A widely-followed survey of purchasing managers indicated the private sector is retreating for the first time since the 17-country euro zone emerged from recession in the autumn of 2009. The slowdown in business and manufacturing activity in Germany, Europe's largest economy and the prime sponsor of the sovereign bailout programs, was acute.

The reversal is bad news for the euro zone, where growth rates were already coming down. Central bankers and finance ministers had hoped that austerity programs, anchored by spending cuts and tax increases, would be at least partly offset by stronger business, services and manufacturing activity. Some economists and strategists say the combination of austerity and a shrinking private sector virtually assures that Europe will enter its second recession in the past three years.

The poor reading on the purchasing managers index – based on a survey of more than 5,000 euro-area business executives – along with the U.S. Federal Reserve's warning Wednesday that the American economy faced "significant downside risks," slammed the European and global markets Thursday. In London, the FTSE-100 index lost 4.7 per cent. The German and French markets lost 5 per cent, paving the way for sharp declines in North American stocks. Banks and mining companies were especially hard hit as investors adjusted share prices to reflect waning growth.

"All in all, today's grim figures reinforce our suspicion that the euro zone economy as a whole might contract slightly in the second half of this year," said ING economist Martin van Vliet. "At the same time, with ongoing fiscal austerity and political leaders still way behind the curve in terms of resolving the debt crisis, we cannot dismiss the risk of a full-blown recession."

Growth forecasts are being trimmed throughout Europe. On Thursday, two days after Standard & Poor's cut Italy's credit rating, Rome said the economy should grow by only 0.7 per cent this year and 0.6 per cent next year, a big drop from its previous forecasts of 1.1 per cent and 1.3 per cent. The International Monetary Fund had reduced its European and global growth forecasts earlier in the week. In Britain, it expects growth of 1.1 per cent this year. At the start of the year, it had forecast 2-per-cent growth.

Slowing growth and the prospect of a new recession will put new stress on the efforts in the euro zone to balance budgets and halt the relentless rise in national debt loads. On Thursday, the departing chief economist of the European Central Bank, Germany's Juergen Stark, warned that high government debt threatened the very existence of the common currency. The excessive debt loads "risk undermining stability, growth and employment, as well as the sustainability" of the euro, he and his co-author economists said.

Mr. Stark resigned earlier this month from the ECB's executive board, apparently because he believed that the bank's accelerating purchases of the bonds of Italy, Greece and other debt-soaked countries blurred the line between monetary and fiscal policy. Mr. Stark and his colleagues urged governments to clamp down on deficit spending.

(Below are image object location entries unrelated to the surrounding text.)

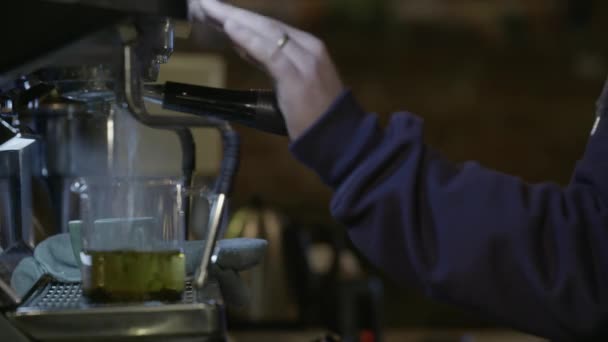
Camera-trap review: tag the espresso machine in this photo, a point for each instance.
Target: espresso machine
(69, 69)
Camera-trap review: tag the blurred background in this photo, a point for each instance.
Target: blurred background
(510, 83)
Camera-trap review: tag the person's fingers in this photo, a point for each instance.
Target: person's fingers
(263, 50)
(297, 48)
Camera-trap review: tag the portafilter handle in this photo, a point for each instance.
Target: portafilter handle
(253, 108)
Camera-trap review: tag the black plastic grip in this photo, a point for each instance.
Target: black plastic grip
(254, 108)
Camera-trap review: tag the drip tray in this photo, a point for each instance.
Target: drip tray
(57, 311)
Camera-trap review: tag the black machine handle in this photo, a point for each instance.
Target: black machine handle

But the severe austerity programs that were designed to rein in deficits have hurt growth throughout the euro zone and deepened the Greek recession, triggering rising unemployment and social unrest. On Thursday, Athens was crippled by another wave of protests and strikes.

Some economists and strategists think the austerity efforts have gone too far and can only backfire when the private sector is retrenching. "We need fiscal stimulus everywhere," said Marshall Auerback, global portfolio strategist at Denver hedge fund Madison Street Partners.

The Financial Times reported Thursday night that the European Union is speeding up plans to recapitalize the 16 banks, among them German, Spanish, Greek and Italian banks, that came close to failing last summer's stress tests.